# 2 sub phase adjustment



## jwhite8086 (Feb 4, 2007)

How do I detemine the proper phase adjustment of my two pb10s ?


----------



## bpape (Sep 14, 2006)

The easiest way:

Play a pure tone at your xover frequency. Use the mains and just one sub to start with. Using an SPL meter at the seating position (and with your subs in their final position), adjust phase until you get the max output level.. 
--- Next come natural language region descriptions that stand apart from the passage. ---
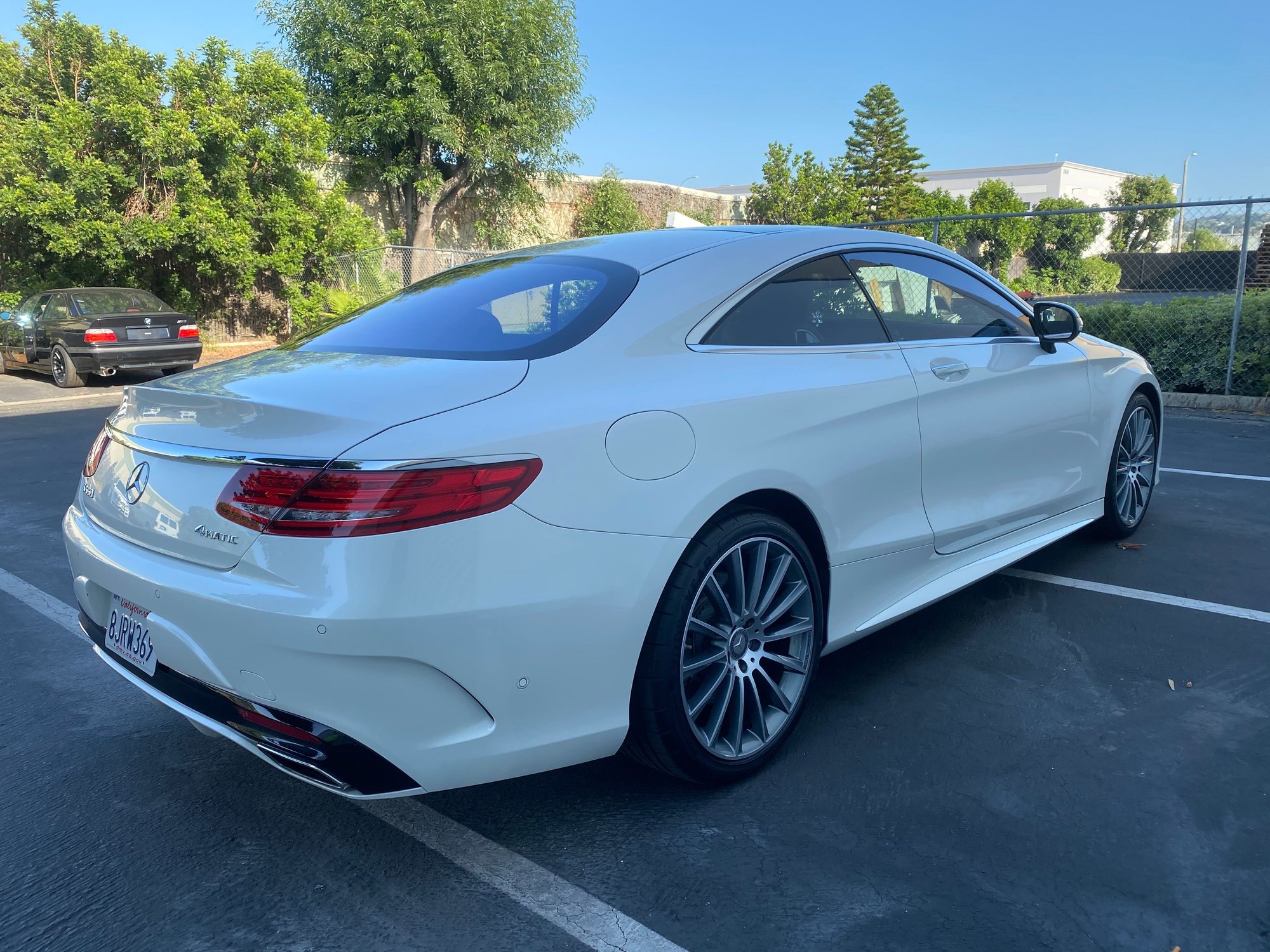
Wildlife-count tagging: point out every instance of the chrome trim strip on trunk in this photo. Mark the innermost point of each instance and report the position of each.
(203, 455)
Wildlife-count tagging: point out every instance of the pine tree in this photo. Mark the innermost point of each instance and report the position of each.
(883, 166)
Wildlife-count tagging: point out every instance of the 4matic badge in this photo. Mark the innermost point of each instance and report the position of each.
(215, 536)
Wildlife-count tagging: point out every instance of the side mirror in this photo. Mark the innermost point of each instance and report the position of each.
(1055, 323)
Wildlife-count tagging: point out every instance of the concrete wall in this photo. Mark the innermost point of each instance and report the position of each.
(556, 220)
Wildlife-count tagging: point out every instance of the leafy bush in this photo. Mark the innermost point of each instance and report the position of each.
(609, 208)
(1084, 276)
(1188, 341)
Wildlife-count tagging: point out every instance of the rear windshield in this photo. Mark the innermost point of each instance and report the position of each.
(117, 301)
(500, 309)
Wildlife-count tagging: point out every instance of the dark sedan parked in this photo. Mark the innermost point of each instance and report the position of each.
(72, 333)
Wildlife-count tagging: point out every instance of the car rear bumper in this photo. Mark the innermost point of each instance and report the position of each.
(459, 654)
(96, 359)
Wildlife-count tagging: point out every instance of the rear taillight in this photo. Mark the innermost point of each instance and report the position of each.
(96, 453)
(299, 502)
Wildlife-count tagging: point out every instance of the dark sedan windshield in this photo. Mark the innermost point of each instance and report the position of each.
(500, 309)
(117, 301)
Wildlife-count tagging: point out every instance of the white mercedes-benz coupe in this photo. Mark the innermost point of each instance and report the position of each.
(610, 493)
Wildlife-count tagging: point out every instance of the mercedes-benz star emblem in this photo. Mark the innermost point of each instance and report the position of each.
(138, 483)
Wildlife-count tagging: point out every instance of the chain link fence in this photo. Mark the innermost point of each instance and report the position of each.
(1186, 285)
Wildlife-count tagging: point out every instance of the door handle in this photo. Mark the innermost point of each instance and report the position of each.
(946, 369)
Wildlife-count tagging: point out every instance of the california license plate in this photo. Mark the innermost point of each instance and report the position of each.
(128, 634)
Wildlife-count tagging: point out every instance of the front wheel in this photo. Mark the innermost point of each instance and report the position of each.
(731, 653)
(1132, 473)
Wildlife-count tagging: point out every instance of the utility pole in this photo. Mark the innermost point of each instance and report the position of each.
(1182, 213)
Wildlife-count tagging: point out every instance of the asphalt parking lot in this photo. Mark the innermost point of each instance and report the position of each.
(1008, 770)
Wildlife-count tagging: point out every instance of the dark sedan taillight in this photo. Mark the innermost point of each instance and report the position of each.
(326, 503)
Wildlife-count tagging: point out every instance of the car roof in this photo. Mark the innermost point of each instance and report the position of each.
(647, 251)
(51, 291)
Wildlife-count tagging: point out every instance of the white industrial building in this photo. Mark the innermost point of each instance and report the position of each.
(1034, 182)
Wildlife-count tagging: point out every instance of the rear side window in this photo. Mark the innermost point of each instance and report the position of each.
(117, 301)
(816, 304)
(500, 309)
(923, 299)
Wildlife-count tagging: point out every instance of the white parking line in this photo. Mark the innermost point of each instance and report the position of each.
(1160, 597)
(591, 921)
(53, 609)
(1224, 475)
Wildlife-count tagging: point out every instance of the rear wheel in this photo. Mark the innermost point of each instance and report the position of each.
(731, 653)
(1132, 473)
(64, 370)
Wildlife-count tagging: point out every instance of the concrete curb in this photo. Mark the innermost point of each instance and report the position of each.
(1216, 402)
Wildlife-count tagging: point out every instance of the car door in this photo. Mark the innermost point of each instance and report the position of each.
(51, 322)
(1006, 425)
(21, 336)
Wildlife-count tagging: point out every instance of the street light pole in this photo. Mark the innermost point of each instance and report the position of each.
(1182, 213)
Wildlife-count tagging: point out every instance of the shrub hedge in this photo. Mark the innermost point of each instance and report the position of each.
(1188, 341)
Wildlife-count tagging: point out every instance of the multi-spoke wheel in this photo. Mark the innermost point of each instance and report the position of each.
(747, 647)
(731, 653)
(1132, 477)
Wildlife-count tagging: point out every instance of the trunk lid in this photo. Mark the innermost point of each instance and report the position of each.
(134, 327)
(266, 406)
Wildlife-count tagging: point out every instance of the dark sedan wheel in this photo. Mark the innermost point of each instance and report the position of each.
(64, 370)
(731, 654)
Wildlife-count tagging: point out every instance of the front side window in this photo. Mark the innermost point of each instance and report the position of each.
(816, 304)
(32, 309)
(498, 309)
(924, 299)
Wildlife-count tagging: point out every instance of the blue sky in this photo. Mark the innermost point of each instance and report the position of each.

Repeat using the other sub.

Bryan


----------



## Ethan Winer (Jul 21, 2006)

bpape said:


> Repeat using the other sub.


Yes, and probably repeat both subs once or twice more too, since phase adjustments can interact.

--Ethan


----------



## jwhite8086 (Feb 4, 2007)

Where do I get the pure tone from?


----------



## bpape (Sep 14, 2006)

Ethan Winer said:


> Yes, and probably repeat both subs once or twice more too, since phase adjustments can interact.
> 
> --Ethan


Right. Guess I wasn't clear. The idea was to do the 2nd one with the mains and 1st sub both already on so you're blending the 2nd sub with what you already did.

You can get a bunch of free tone generators off the web and run out of your PC. I believe Ethan still has some on his site too ready for download.

Bryan


----------



## brucek (Apr 11, 2006)

One of the problems with the single tone method is that you could be adding to an existing peak at the crossover frequency that makes the situation worse.

A better method would be sweep the sub and mains with REW software and adjust the phase controls for a smooth transition at the crossover.

At minimum you need to test with multiple tones above and below the crossover to be sure you're not simply creating a peak with the phase controls..

brucek


----------



## jwhite8086 (Feb 4, 2007)

So i can use rew , when I get some time alone I want to save measurments of one sub two sub in a couple of locations . Its imposible to do this with wife and kids home.


----------



## bpape (Sep 14, 2006)

brucek said:


> One of the problems with the single tone method is that you could be adding to an existing peak at the crossover frequency that makes the situation worse.
> 
> A better method would be sweep the sub and mains with REW software and adjust the phase controls for a smooth transition at the crossover.
> 
> ...


Agreed. You may need to adjust from perfect phase later on. However, IMO it's important to get everything in the proper phase to start with and then adjust later if necessary. Adjusting peak at xover via the phase control is a tradeoff IMO of better FR for muddier bottom end. I'd prefer to get the phase correct and then lower the xover point on the sub so you leave a gap between the mains xover and the sub xover to deal with any peak. Using phase for that is usually my last resort.

Bryan


----------